Wednesday, 8 April 2015

Revelations of Divine Love (of a kind)

I don't really expect many people to be interested in this, but don't really mind.

It was Ms Formerly Aldgate who introduced me, in its anime form, to xxxHolic, the story of Watanuki, the student who sees spirits and wants not to, and Yuuko Ichihara, the ‘transdimensional witch’ who promises to rid him of them if he’ll clean and cook for her. Over the course of many cases in which he assists her in dealing with people with supernatural problems, and encounters with the denizens of Japanese folklore, their relationship deepens. By the time, long after, that Yuuko-San is compelled to leave the ‘shop’ where she grants wishes – and, in doing so, this world – Watanuki knows he’s losing the central element of his life, his lodestone. The latest instalment of xxxHolic, only recently put online in its manga form, has him experiencing his loss of her all over again. It’s very tender.

Fans debate what sort of love it is that Watanuki and Yuuko-San share. Some want it desperately to be a romantic relationship; others insist that it’s more maternal-filial (in the manga, Watanuki has lost his own parents at a young age). The intimidatingly glamorous Yuuko-San does flirt with Watanuki, to his intense embarrassment, but it’s more than that; she does coach him and look out for him as much as he does for her, but it’s more than that as well. Their love has a blush of sexuality and a tint of familial bond, but isn’t defined by either; and it’s more intense than what we usually describe as ‘friendship’. It came to me that it might best be termed a divine love: the love Yuuko-San and Watanuki experience is closest to that between a god and a soul, and part of the peculiar appeal of xxxHolic is its power to make us feel that ache, the awareness of  desire both incommensurable and beyond consummation in this world.
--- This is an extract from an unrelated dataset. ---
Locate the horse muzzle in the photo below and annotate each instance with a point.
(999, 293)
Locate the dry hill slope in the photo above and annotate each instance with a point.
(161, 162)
Watanuki finds Yuuko-San enigmatic, gnomic, occasionally infuriating, and impossible to live without: she fills his consciousness and shapes the whole pattern of who he becomes. Without her, he takes over the wishing shop, smokes her pipe, and wears her clothes, waiting for her unattainable return. No relationship with an ordinary human being will ever compare to what he feels for her. In the scene where she departs, he can’t say the word ‘love’, only managing to tell her that she is ‘someone who is important to me’. For her part, we recognise the intense affection she feels for him, but she remains reticent, conscious of the existential distance between them. To be who she wants him to be and knows he can be, she has perpetually to hold something back, withdraw, allow him to find things out for himself. Those of us in love with a god know what this is like; and we may even glimpse elements of this kind of love in some of our relationships, though not necessarily the ones most central to us, which are of different stamps and sorts, as most of us will never encounter a transdimensional witch. 

Probably St Ailred of Rievaulx wrote something about this state of affairs, could I be bothered to read it.